JoVE Journal
Immunology and Infection

A subscription to JoVE is required to view this content.  Sign in or start your free trial.

JoVE Journal Immunology and Infection

Human T Lymphocyte Isolation, Culture and Analysis of Migration In Vitro

Göç İnsan T Lenfosit İzolasyon, Kültür ve Analiz In Vitro

Full Text

46,740 Views

08:39 min

June 1, 2010

DOI: 10.3791/2017-v

Craig T. Lefort¹, Minsoo Kim¹

¹Center for Vaccine Biology and Immunology,University of Rochester

Please note that some of the translations on this page are AI generated. Click here for the English version.

Summary

T lenfosit göç homing lenfoid organlar, damar çıkış sırasında oluşur ve periferik dokularda girmeden. Burada, T lenfosit göçü analiz etmek için kullanılan bir protokol tarif

Transcript

T lenfosit göçü, lenfoid organlara yönelme, damar sisteminden çıkış ve periferik dokulara giriş sırasında meydana gelir. Bu işlem, T hücresi yüzeyinin diğer hücrelerle yapışkan etkileşimini içerir. Bu fenomeni incelemek için in vitro insan T lenfositleri izole edilir, kültürlenir ve yapışkan protein ile kaplanmış doku kültürü plakalarına yerleştirilir.

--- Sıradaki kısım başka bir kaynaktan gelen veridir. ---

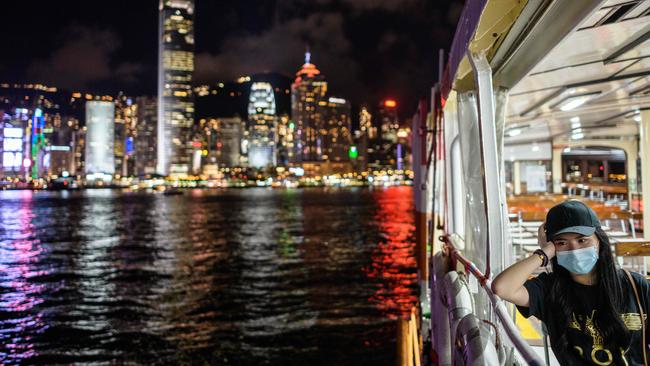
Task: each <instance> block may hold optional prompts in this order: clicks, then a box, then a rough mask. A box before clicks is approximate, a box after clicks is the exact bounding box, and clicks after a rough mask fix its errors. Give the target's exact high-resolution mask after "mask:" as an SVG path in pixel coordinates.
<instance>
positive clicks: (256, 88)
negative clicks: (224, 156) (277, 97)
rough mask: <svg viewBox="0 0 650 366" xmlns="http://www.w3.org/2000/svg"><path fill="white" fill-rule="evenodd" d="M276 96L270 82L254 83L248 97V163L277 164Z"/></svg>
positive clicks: (248, 163) (262, 167)
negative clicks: (275, 145) (275, 108)
mask: <svg viewBox="0 0 650 366" xmlns="http://www.w3.org/2000/svg"><path fill="white" fill-rule="evenodd" d="M276 125H277V116H276V115H275V96H274V94H273V88H272V87H271V84H269V83H263V82H260V83H253V85H251V92H250V96H249V99H248V126H247V130H248V165H249V166H251V167H254V168H264V167H267V166H269V165H273V166H275V165H276V161H275V145H276V142H275V140H276V135H277V134H276Z"/></svg>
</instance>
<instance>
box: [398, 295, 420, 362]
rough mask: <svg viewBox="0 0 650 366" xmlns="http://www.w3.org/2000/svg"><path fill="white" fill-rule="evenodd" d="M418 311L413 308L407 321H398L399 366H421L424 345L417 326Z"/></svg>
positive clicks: (403, 319) (398, 348)
mask: <svg viewBox="0 0 650 366" xmlns="http://www.w3.org/2000/svg"><path fill="white" fill-rule="evenodd" d="M417 314H418V313H417V309H416V308H415V307H413V308H411V314H410V316H409V318H408V320H407V319H403V318H399V319H398V321H397V364H398V365H400V366H420V365H421V362H420V357H421V354H422V344H421V340H422V337H420V334H419V332H418V325H417V317H418V315H417Z"/></svg>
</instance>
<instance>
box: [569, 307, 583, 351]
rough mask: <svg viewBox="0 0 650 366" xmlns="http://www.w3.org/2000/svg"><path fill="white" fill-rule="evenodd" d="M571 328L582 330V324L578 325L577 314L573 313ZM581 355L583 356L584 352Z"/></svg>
mask: <svg viewBox="0 0 650 366" xmlns="http://www.w3.org/2000/svg"><path fill="white" fill-rule="evenodd" d="M569 328H573V329H577V330H581V329H580V323H578V319H576V314H575V313H571V322H570V323H569ZM580 354H582V352H580Z"/></svg>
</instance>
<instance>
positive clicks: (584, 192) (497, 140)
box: [398, 0, 650, 365]
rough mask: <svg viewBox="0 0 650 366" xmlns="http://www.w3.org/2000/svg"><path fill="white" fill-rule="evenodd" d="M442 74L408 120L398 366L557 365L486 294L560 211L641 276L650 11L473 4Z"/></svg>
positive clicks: (648, 103)
mask: <svg viewBox="0 0 650 366" xmlns="http://www.w3.org/2000/svg"><path fill="white" fill-rule="evenodd" d="M441 60H442V61H444V67H441V69H440V82H439V83H437V84H436V85H435V86H434V87H433V88H432V92H431V99H430V100H423V101H421V103H420V105H419V108H418V110H417V112H416V113H415V115H414V117H413V128H412V130H413V131H414V133H413V166H414V170H415V180H414V192H415V202H416V211H417V212H416V214H417V220H416V222H417V238H416V240H417V248H416V252H417V262H418V273H419V278H420V283H421V289H422V291H421V301H420V306H419V307H418V308H417V309H414V311H413V313H412V316H411V318H410V319H404V320H401V322H402V323H403V324H402V325H401V326H400V327H398V364H403V365H419V364H434V365H452V364H453V365H462V364H472V365H493V364H500V365H526V364H529V365H557V364H558V363H557V361H556V359H555V357H554V355H553V353H552V351H551V349H550V347H549V346H548V337H547V336H546V334H545V331H544V326H543V324H541V323H540V322H539V321H538V320H536V319H534V318H533V317H531V318H529V319H525V318H524V317H522V316H521V314H519V313H518V312H517V311H516V310H515V309H514V307H513V306H512V305H511V304H508V303H506V302H504V301H503V300H501V299H499V298H498V297H497V296H496V295H495V294H493V293H492V290H491V287H490V284H491V281H492V279H493V278H494V277H495V276H496V275H497V274H498V273H500V272H501V271H502V270H503V269H504V268H506V267H507V266H508V265H510V264H511V263H513V262H515V261H517V260H518V259H519V258H522V257H523V256H528V255H530V253H532V251H534V250H535V249H536V248H537V237H536V235H537V229H538V227H539V226H540V225H541V224H542V222H543V220H544V217H545V215H546V212H547V211H548V209H549V208H550V207H552V206H553V205H555V204H557V203H559V202H562V201H563V200H566V199H569V198H574V199H580V200H583V201H585V202H586V203H587V204H588V205H589V206H591V207H592V208H593V209H594V210H595V211H596V212H597V214H598V216H599V219H600V221H601V223H602V224H603V228H604V229H605V230H606V232H607V233H608V235H609V236H610V238H611V239H612V241H613V247H614V248H613V251H614V254H615V257H616V260H617V262H618V265H619V266H621V267H623V268H627V269H630V270H633V271H636V272H639V273H642V274H643V275H648V273H649V271H648V269H649V268H650V267H649V266H648V261H647V256H648V255H650V249H649V248H650V229H647V230H644V229H645V228H650V215H644V207H648V205H650V0H595V1H592V0H584V1H583V0H580V1H573V0H572V1H564V0H528V1H517V0H468V1H466V3H465V7H464V9H463V13H462V15H461V19H460V21H459V23H458V27H457V29H456V33H455V37H454V41H453V45H452V48H451V50H450V52H449V54H448V55H444V56H443V55H441ZM442 63H443V62H441V64H442ZM443 248H446V252H448V253H451V257H452V258H451V259H452V260H451V268H450V267H449V265H448V264H447V262H445V260H444V259H443V258H442V254H441V253H442V252H443ZM541 270H543V269H540V271H541ZM547 270H550V268H549V269H547ZM603 362H604V363H601V364H607V362H606V360H605V361H603Z"/></svg>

ICAM bir ve kemokin SDF bir. T lenfosit göçünün görüntüleri daha sonra elde edilebilir ve analiz edilebilir. Merhaba, ben Craig LeFort ve Rochester Üniversitesi Aşı Biyolojisi ve İmmünoloji Merkezi'ndeki Minsu Kim'in laboratuvarıyım.

Bugün size insan genç lenfositlerinin izolasyonu ve kültürü için bir prosedür, göçlerinin in vitro bir analizini göstereceğiz. Bu testi laboratuvarımızda integrinlerin ve T hücresi göçünün rolünü incelemek için kullanıyoruz. T hücresindeki ana integrin, lenfosit fonksiyonu ile ilişkili antijen veya LFA olandır.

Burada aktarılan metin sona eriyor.